We may hate the cabal and call on all to barrack them (if they can only appear from their mysterious and mythical habitation) but their success was not without the collusion of greedy people in past and the present administration.
Reading through the Subsidy Savings Management Scheme and Subsidy Reinvestment and Empowerment Programme (SURE) gives one the courage to hope for a better tomorrow.
I understand that part of the money from subsidy removal is to pay Almajaris to attend school and being fed whilst there. This is a plus as Boko Haram will have nobody to recruit as suicide bombers.
I understand that the plan is for private refineries that will spring up in different parts of the country much earlier than expected. This is a plus as we will export to our immediate neighbours.
I understand the thinking for a better educational experience for all intellectuals. This is a plus as ASUU has been on a long (and seemingly forgotten) strike.
The question is how do we implement it to benefit the people? We agree but we disagree that we can deal with this without uprooting corruption and bringing to justice all those who have inflicted inhumane pains on our lives by stealing our collective wealth.
No doubt, the economic benefit of subsidy removal is enormous but the ginormous and entrenched disease called corruption remain largely our reason for protest.
A persistent fear is that the funds will become largesse for our rapacious politicians; a legitimate concern given our infamous history and very well reflected in a budget that seem to ridicule the governments intentions for austerity measures. Bloated ministries, over-paid but underworked senators and showboating legislators are part of the malaise.
I believe the removal of the subsidy is a necessary step towards repositioning our economy and save it from the brink of ruins but I doubt that it is the first step. I believe the removal might be a futile venture without strengthening the institutions of anti-corruption. And herein lay the Gordian Knot that needs untying.
What the people are clamouring for if the government will listen is not just the removal of subsidy, but to address the root cause that brought about the inefficiency and high consumption that we are now subsidizing. However, the government should understand that removal of subsidy in one swoop without tangible plans to effectively annihilate the monster called corruption and ensure palliatives, is only an exercise that will give a futile result.
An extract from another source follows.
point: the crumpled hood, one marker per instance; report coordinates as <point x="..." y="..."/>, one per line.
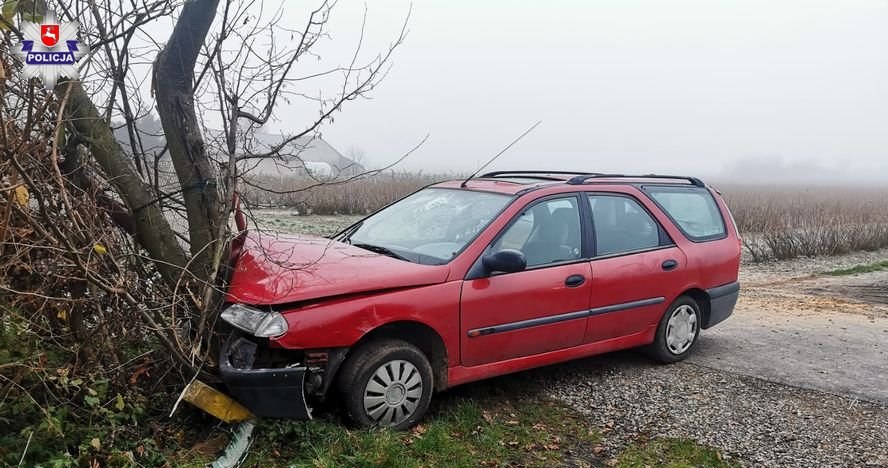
<point x="275" y="269"/>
The hydra headed monster – after the numbing taste of subsidy removal- will rear its ugly head in another area. And the vicious vortex –our famed corruption- that has held Nigeria and Nigerians in its wicked embrace will continue apace with us.
Irrespective of our party, tribe, religion, age and gender, we as a people are united against a common enemy called systemic corruption which has pervaded our country. The president did not create it but must address it.
Just as the president is desperate to redeem the inherited trust deficit that Nigerians have due to failed promises of previous administrations, he should also be more desperate to redeem the Nigerian people from an inherited culture of waste and corruption that those in power benefit from that has constantly ravaged the country. It takes more than a 25% cut in salary, it takes an independent judiciary and strengthened anti-corruption institution that will send corrupt people where they belong. This is history giving the president the chance to right the wrong and etch his name on Nigeria’s hall of fame. Make hay while the sun shines.